As the contents of Part A work to fill the crack or hole in the line, they will begin to block water from escaping. This may take a couple of hours. Once they fill the hole, the pressure in the line should stabilize. You can perform another pressure test to see if the line is still dropping pressure. If it’s decreased, but not completely, continue to circulate the particulate of Part A. So long as you can see it’s still in the bucket, the pump will continue to deliver it to the area of the leak.
Circulating Part B:
When your pressure is holding in the pipe, Part A will already be adhering to the outside of the pipe. As water is no longer flowing through the leak, the backside will be adhering to form a bond. On the inside of the pipe, as water continues to flow, circulate Part B into the line. The process of the two mixtures blending will begin to harden the viscous Part A fluid that has penetrated the crack and the clogged area of the leak will become permanent. Circulate Part B for 2 hours.

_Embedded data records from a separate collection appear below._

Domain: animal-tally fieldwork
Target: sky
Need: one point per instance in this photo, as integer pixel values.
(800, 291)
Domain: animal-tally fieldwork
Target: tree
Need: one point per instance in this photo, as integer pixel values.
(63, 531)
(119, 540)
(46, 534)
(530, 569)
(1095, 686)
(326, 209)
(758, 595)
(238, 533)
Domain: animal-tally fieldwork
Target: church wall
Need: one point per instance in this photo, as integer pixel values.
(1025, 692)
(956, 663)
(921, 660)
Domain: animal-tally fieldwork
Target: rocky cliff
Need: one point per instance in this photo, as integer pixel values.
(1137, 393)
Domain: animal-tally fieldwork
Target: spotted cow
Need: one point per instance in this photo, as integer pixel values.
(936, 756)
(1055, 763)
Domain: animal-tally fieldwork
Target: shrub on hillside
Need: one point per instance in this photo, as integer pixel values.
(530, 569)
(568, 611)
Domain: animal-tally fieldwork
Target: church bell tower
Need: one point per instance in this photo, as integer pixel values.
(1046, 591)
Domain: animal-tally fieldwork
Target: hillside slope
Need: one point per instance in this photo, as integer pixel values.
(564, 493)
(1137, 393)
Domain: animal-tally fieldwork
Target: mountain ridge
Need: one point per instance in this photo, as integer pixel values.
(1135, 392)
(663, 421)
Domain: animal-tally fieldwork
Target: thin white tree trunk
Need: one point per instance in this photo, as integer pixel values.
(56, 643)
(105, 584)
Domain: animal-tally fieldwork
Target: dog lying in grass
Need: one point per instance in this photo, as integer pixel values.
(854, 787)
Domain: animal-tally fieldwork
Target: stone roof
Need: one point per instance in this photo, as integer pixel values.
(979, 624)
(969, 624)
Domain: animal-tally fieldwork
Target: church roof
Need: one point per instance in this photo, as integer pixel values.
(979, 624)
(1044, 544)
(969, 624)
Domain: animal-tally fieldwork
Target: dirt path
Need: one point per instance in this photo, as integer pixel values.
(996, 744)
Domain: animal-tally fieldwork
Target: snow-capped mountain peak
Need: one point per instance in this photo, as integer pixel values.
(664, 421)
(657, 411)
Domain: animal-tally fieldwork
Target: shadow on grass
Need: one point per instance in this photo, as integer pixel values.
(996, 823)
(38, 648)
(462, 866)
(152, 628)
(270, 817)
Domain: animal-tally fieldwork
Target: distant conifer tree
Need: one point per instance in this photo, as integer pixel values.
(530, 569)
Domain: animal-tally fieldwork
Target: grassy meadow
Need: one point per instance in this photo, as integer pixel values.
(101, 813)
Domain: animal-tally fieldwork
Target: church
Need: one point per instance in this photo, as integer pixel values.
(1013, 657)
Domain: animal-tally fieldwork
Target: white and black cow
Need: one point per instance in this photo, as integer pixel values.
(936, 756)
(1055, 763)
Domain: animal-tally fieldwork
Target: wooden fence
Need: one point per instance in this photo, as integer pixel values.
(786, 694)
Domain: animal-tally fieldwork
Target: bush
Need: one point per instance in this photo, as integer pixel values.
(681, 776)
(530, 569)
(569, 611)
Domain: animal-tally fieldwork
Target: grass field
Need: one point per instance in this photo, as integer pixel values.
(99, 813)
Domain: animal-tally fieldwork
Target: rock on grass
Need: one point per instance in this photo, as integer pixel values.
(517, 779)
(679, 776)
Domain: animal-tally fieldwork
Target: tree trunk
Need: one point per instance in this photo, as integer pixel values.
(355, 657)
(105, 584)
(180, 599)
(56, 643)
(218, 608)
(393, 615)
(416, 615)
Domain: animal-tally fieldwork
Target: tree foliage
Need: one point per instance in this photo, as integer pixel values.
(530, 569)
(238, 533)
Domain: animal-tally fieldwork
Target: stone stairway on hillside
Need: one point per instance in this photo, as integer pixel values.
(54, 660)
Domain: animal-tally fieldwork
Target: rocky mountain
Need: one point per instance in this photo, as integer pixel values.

How long is it going to last?
Truthfully, we don’t know. The reason being, in the time we’ve been producing and using PipeFuze, there hasn’t been a call telling us that it’s failed. To give it an end date isn’t possible because to this day, no one has said the PipeFuze repair failed and created another leak, so as of now, there is no end date to how long PipeFuze lasts. It’s a permanent patch for pipes losing 5 lbs of pressure or less over the course of 30 seconds. Repairing underground pool pipe leaks with PipeFuze is a permanent solution to stop water loss without digging or breaking concrete to make repairs.